Sometimes when one of my children sends a message that they are coming to see
their mother, I receive a decent head bath and a glassful of milk which I will
have to spit in front of them because I have long forgotten the smell and taste
of pure milk.
They
would then listen to the woes of the domestic help, give them a bag full of
coins and leave with a deep sigh. I would once again get back to my world of
solace where there was no place for human voices. It was just the birds and the
clanking, clicking sounds of metals that ever bother to distract my peace.
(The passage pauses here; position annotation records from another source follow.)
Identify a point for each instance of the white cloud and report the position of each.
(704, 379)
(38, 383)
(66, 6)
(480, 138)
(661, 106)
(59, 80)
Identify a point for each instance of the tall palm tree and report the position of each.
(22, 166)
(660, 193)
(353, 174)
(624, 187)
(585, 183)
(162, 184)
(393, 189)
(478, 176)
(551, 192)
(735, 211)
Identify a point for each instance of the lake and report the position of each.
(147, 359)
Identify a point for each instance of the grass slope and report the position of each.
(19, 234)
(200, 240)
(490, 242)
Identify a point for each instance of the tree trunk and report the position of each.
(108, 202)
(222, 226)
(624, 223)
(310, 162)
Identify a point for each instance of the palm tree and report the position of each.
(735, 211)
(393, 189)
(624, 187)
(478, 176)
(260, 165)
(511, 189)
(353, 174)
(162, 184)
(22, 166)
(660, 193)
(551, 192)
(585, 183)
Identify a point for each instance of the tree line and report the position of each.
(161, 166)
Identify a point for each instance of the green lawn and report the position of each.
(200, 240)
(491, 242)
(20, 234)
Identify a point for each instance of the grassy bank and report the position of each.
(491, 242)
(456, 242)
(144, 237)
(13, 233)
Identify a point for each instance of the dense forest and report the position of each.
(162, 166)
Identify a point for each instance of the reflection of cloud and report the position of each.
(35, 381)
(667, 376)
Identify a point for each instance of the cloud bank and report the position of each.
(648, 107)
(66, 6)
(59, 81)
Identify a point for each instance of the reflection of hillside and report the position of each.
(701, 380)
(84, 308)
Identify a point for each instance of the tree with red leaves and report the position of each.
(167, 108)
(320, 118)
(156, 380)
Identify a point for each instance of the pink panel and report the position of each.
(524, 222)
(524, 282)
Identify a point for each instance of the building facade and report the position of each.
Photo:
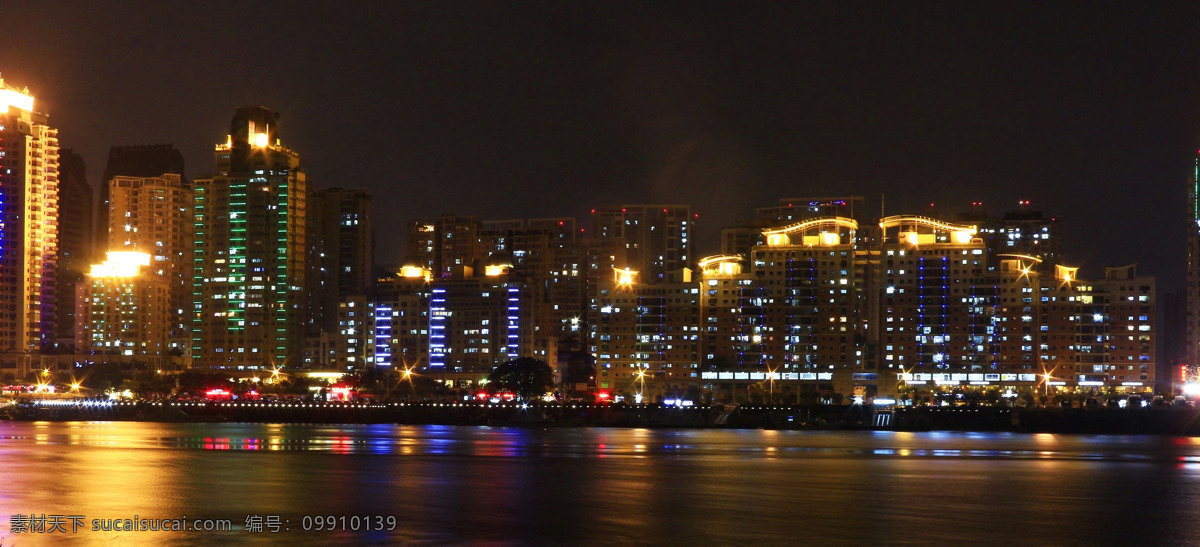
(253, 253)
(29, 228)
(154, 215)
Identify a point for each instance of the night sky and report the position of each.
(537, 109)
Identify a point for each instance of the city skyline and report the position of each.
(561, 109)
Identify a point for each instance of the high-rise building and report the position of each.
(647, 335)
(29, 227)
(804, 313)
(1024, 230)
(653, 240)
(253, 251)
(153, 215)
(402, 319)
(1192, 323)
(346, 250)
(444, 245)
(132, 161)
(76, 208)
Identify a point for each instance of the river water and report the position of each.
(517, 486)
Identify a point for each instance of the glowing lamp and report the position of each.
(624, 276)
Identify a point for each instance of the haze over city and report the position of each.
(522, 110)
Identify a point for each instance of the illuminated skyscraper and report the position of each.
(75, 239)
(29, 224)
(153, 215)
(1192, 332)
(653, 240)
(139, 161)
(444, 245)
(346, 248)
(252, 251)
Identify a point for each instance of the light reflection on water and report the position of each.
(451, 485)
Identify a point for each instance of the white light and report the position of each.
(15, 98)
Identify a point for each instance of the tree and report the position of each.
(527, 377)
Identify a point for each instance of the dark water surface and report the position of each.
(517, 486)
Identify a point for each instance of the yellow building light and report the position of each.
(16, 98)
(415, 271)
(624, 276)
(777, 240)
(721, 265)
(497, 270)
(120, 264)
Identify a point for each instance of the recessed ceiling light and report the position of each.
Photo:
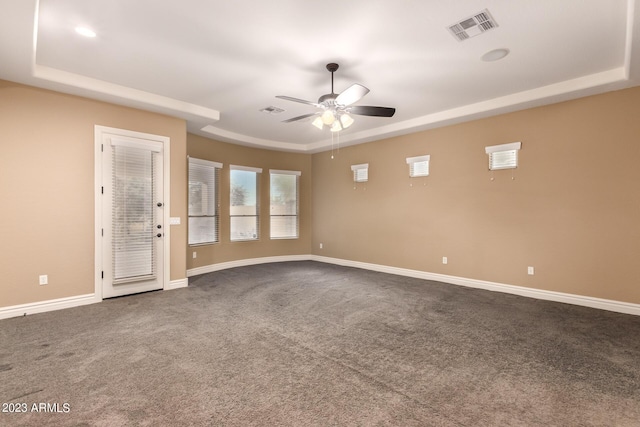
(495, 55)
(84, 31)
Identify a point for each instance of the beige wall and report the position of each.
(230, 154)
(47, 189)
(572, 210)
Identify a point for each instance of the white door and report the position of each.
(133, 228)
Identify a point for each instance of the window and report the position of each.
(284, 204)
(360, 172)
(504, 156)
(418, 166)
(244, 203)
(203, 201)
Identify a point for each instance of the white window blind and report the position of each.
(243, 209)
(360, 172)
(133, 212)
(418, 166)
(283, 194)
(204, 218)
(504, 156)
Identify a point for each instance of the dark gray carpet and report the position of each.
(312, 344)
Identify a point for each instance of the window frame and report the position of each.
(412, 161)
(297, 174)
(257, 172)
(216, 204)
(358, 174)
(503, 151)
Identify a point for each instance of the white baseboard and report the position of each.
(245, 262)
(599, 303)
(50, 305)
(177, 284)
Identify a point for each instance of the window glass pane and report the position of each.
(284, 194)
(503, 160)
(284, 206)
(419, 168)
(244, 205)
(203, 202)
(361, 175)
(133, 213)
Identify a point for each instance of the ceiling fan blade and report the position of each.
(295, 119)
(302, 101)
(351, 94)
(372, 111)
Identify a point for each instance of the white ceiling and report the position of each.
(218, 63)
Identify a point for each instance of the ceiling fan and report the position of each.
(335, 109)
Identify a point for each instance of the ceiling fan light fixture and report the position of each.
(328, 118)
(318, 123)
(336, 126)
(346, 121)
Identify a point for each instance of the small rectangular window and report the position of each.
(360, 172)
(203, 214)
(243, 209)
(418, 166)
(284, 204)
(504, 156)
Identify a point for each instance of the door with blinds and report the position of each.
(133, 228)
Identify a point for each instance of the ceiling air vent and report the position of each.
(272, 110)
(473, 25)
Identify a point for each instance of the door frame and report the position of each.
(99, 133)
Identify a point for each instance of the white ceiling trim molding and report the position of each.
(562, 91)
(144, 99)
(164, 104)
(51, 78)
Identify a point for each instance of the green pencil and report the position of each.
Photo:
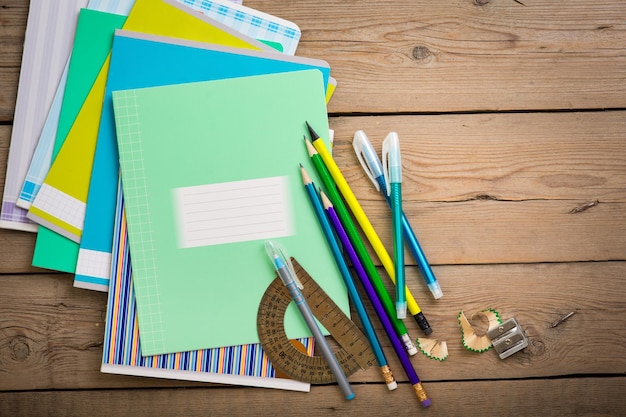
(359, 246)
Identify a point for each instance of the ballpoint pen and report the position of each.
(392, 170)
(396, 343)
(285, 271)
(359, 246)
(373, 169)
(348, 280)
(366, 226)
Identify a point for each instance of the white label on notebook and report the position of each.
(231, 212)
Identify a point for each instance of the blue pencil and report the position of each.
(345, 273)
(378, 307)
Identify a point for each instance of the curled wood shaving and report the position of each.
(433, 348)
(472, 341)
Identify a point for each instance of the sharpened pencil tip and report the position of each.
(314, 135)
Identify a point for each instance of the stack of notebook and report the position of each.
(174, 139)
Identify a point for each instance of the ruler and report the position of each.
(354, 352)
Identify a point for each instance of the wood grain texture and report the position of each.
(51, 333)
(584, 397)
(512, 120)
(397, 56)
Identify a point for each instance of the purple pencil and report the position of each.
(378, 307)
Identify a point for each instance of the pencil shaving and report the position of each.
(472, 341)
(433, 348)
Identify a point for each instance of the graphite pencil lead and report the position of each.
(305, 176)
(310, 148)
(314, 135)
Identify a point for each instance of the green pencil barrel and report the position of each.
(359, 247)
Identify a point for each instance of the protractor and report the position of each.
(353, 352)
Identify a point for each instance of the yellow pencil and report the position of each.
(364, 222)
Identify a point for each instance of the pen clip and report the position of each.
(367, 156)
(275, 249)
(391, 150)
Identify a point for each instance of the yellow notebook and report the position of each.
(61, 202)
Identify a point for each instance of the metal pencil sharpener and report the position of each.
(508, 338)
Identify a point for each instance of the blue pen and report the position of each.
(285, 271)
(392, 170)
(371, 164)
(347, 279)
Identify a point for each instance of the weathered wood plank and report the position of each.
(51, 333)
(588, 397)
(396, 56)
(479, 188)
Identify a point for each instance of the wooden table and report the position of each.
(512, 119)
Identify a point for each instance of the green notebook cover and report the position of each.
(210, 170)
(92, 44)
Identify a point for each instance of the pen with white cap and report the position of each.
(285, 271)
(373, 168)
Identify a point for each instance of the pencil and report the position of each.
(348, 280)
(393, 337)
(372, 272)
(366, 226)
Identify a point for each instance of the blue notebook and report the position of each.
(139, 60)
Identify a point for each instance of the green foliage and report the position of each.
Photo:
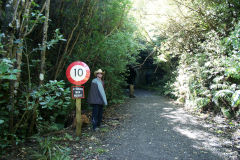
(49, 101)
(48, 150)
(40, 109)
(205, 40)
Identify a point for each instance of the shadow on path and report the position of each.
(159, 130)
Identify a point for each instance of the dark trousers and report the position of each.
(97, 111)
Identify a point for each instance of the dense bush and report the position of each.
(204, 38)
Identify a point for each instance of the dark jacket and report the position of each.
(94, 96)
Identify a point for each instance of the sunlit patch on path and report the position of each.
(158, 129)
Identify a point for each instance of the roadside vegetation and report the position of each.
(198, 50)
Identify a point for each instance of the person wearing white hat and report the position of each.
(97, 98)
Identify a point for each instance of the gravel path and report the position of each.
(156, 129)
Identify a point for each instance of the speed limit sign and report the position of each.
(78, 73)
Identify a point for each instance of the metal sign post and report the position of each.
(78, 73)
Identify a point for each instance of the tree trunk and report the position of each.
(44, 42)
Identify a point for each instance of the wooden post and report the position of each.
(78, 117)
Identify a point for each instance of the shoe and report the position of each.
(132, 96)
(95, 129)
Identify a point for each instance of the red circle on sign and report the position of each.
(78, 73)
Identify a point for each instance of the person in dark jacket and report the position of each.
(131, 80)
(97, 98)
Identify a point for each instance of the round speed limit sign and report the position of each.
(78, 73)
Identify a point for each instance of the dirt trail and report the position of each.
(156, 129)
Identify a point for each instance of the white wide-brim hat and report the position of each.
(98, 71)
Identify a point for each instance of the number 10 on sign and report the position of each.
(78, 73)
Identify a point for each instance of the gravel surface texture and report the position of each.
(158, 129)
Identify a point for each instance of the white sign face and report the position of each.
(78, 73)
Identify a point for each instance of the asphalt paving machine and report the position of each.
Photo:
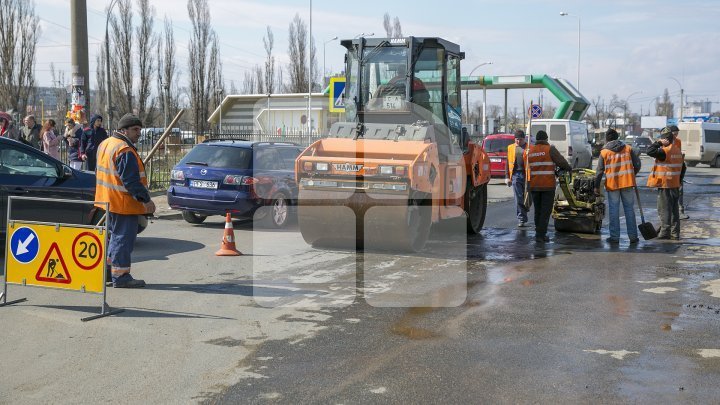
(398, 162)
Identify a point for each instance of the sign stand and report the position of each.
(29, 243)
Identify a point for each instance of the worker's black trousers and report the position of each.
(542, 203)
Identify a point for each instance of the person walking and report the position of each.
(619, 164)
(50, 140)
(31, 132)
(90, 140)
(72, 135)
(8, 130)
(515, 174)
(667, 175)
(542, 159)
(121, 182)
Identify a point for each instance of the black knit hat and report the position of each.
(611, 135)
(128, 120)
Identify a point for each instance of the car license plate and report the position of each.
(203, 184)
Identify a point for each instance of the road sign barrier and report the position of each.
(56, 255)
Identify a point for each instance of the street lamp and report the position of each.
(564, 14)
(682, 93)
(625, 110)
(467, 96)
(107, 66)
(325, 43)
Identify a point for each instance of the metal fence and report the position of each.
(176, 146)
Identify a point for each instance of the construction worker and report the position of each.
(542, 159)
(515, 175)
(620, 164)
(121, 182)
(667, 175)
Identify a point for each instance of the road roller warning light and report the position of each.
(398, 162)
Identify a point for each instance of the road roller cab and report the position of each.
(399, 161)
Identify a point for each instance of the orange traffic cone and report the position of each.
(227, 248)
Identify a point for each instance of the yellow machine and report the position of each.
(399, 163)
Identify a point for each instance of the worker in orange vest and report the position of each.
(667, 175)
(542, 158)
(515, 174)
(619, 164)
(122, 183)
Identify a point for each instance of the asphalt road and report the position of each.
(490, 318)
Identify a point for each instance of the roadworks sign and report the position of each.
(53, 256)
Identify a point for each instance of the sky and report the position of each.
(634, 49)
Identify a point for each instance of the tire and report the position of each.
(475, 207)
(193, 218)
(278, 212)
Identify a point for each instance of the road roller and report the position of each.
(398, 161)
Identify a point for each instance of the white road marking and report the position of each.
(713, 287)
(616, 354)
(660, 290)
(662, 280)
(709, 353)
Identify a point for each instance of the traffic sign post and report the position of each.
(336, 94)
(56, 255)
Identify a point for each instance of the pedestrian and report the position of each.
(50, 140)
(93, 135)
(667, 175)
(515, 175)
(8, 129)
(542, 159)
(31, 132)
(619, 164)
(72, 135)
(121, 182)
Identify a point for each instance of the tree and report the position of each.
(297, 52)
(200, 38)
(147, 42)
(19, 34)
(269, 77)
(392, 29)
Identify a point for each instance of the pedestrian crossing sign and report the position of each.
(337, 94)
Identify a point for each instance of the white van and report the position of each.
(700, 142)
(569, 137)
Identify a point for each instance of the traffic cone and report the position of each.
(227, 248)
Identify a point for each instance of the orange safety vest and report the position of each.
(541, 168)
(511, 157)
(109, 186)
(619, 171)
(666, 174)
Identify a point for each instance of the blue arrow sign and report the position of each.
(24, 245)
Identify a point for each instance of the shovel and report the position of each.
(647, 230)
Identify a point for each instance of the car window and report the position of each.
(288, 156)
(223, 157)
(18, 162)
(267, 159)
(497, 145)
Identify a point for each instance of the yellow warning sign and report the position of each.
(59, 257)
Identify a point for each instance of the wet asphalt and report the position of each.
(574, 320)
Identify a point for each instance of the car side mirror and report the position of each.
(67, 172)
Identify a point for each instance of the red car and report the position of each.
(496, 147)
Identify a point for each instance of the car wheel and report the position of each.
(193, 218)
(278, 212)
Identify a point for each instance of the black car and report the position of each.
(641, 144)
(28, 172)
(247, 179)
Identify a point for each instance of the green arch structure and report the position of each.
(573, 105)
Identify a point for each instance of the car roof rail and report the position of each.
(226, 139)
(282, 143)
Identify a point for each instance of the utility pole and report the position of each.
(79, 56)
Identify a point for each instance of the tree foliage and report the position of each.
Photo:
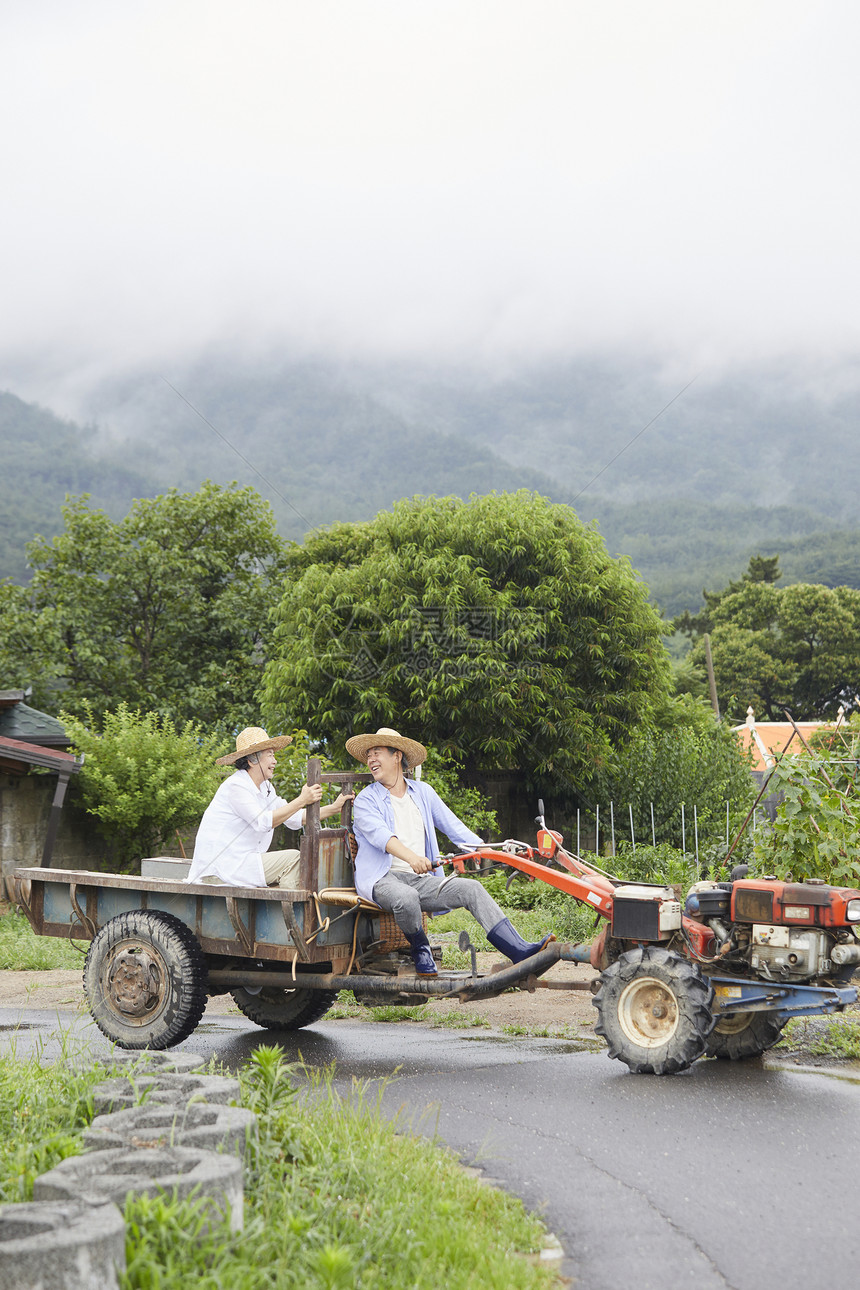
(498, 630)
(794, 648)
(816, 831)
(165, 609)
(142, 778)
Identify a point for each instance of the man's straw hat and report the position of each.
(253, 739)
(360, 744)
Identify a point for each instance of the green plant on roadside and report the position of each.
(143, 778)
(838, 1039)
(49, 1106)
(816, 831)
(21, 950)
(329, 1193)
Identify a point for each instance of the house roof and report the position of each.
(19, 721)
(775, 735)
(16, 754)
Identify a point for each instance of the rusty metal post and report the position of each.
(53, 823)
(310, 849)
(712, 683)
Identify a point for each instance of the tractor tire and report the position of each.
(654, 1010)
(145, 979)
(284, 1009)
(744, 1035)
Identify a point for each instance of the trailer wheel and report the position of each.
(654, 1010)
(145, 978)
(744, 1035)
(284, 1009)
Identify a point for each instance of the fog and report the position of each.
(491, 182)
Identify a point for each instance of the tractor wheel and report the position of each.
(284, 1009)
(654, 1010)
(742, 1035)
(145, 979)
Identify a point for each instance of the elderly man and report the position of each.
(237, 826)
(395, 822)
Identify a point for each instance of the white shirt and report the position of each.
(409, 830)
(236, 830)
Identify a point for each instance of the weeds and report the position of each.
(335, 1196)
(840, 1037)
(21, 950)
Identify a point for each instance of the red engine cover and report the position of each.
(702, 938)
(793, 903)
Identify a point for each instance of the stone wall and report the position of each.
(25, 810)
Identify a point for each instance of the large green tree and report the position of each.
(498, 630)
(779, 648)
(165, 610)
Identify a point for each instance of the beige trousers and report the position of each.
(281, 868)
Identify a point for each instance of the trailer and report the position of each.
(714, 974)
(160, 947)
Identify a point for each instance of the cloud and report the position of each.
(484, 179)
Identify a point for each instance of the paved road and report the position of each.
(723, 1177)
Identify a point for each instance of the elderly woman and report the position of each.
(396, 822)
(235, 833)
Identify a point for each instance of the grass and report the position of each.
(335, 1196)
(840, 1039)
(21, 950)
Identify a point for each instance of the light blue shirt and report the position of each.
(374, 823)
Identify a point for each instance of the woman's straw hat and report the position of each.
(360, 744)
(253, 739)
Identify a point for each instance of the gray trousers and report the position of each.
(408, 895)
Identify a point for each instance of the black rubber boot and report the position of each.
(506, 938)
(422, 956)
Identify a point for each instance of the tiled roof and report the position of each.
(16, 752)
(21, 721)
(775, 735)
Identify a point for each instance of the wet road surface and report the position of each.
(729, 1175)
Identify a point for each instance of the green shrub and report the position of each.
(143, 778)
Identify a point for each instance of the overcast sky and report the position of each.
(473, 179)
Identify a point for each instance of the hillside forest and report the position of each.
(689, 490)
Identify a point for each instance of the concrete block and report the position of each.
(151, 1061)
(61, 1245)
(165, 867)
(185, 1171)
(212, 1128)
(163, 1088)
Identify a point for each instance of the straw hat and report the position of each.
(360, 744)
(253, 739)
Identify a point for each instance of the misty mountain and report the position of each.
(686, 485)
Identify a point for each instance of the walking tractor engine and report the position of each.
(645, 912)
(781, 932)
The
birds would sometimes make me realize that the garden was still intact and the
plants were still flowering in my backyard. Sometimes they would make me cry at
the fact that the house was so badly kept that weeds have grown as far as my
window sill and the house now resembles a haunted house that we once used to
stare at from the edge of the adjacent hill.
What
was that sound? So many voices at a time! I might be dreaming again. It happens
quite often these days. I have long lost the track of time. I don’t know when I
fall asleep and when I wake up. My eye-sight had long decided to stay dead in
its tracks than to witness all the turmoil that’s about to decent on its owner.
But, I don’t think it was a new dream. The voices seem to come closer. Was it
one of my loving sons? Or was it a daughter? I don’t know. I couldn’t just make
out from the voices. Let them come nearer. If they have come for me, they would
definitely come to meet me.
Had
someone come? Why weren’t they talking? Hey! Who was it that was lifting me off
my bed? It was my sole property in the whole world. It was my extended body. I
tear and grab at the lifting hands but to no avail. My hands wouldn’t move from
their pre-placed position and my voice wouldn’t reach their ears. I was being
moved, they say. I was being moved to a nursing house. The domestic help
couldn’t bear with me anymore. They say I was ranting all night. Was I not
keeping my words to my own heart? I don’t know. I never knew that there were
people around me all night. If there were, then why haven’t they spoken to me?
Have I gone deaf too? But I could hear the chirping. No, they were lying. There
was none in the house at night. I knew it. I knew it. I knew it.
And
off I go to the nursery house with an aesthetic injection stuck into my veins.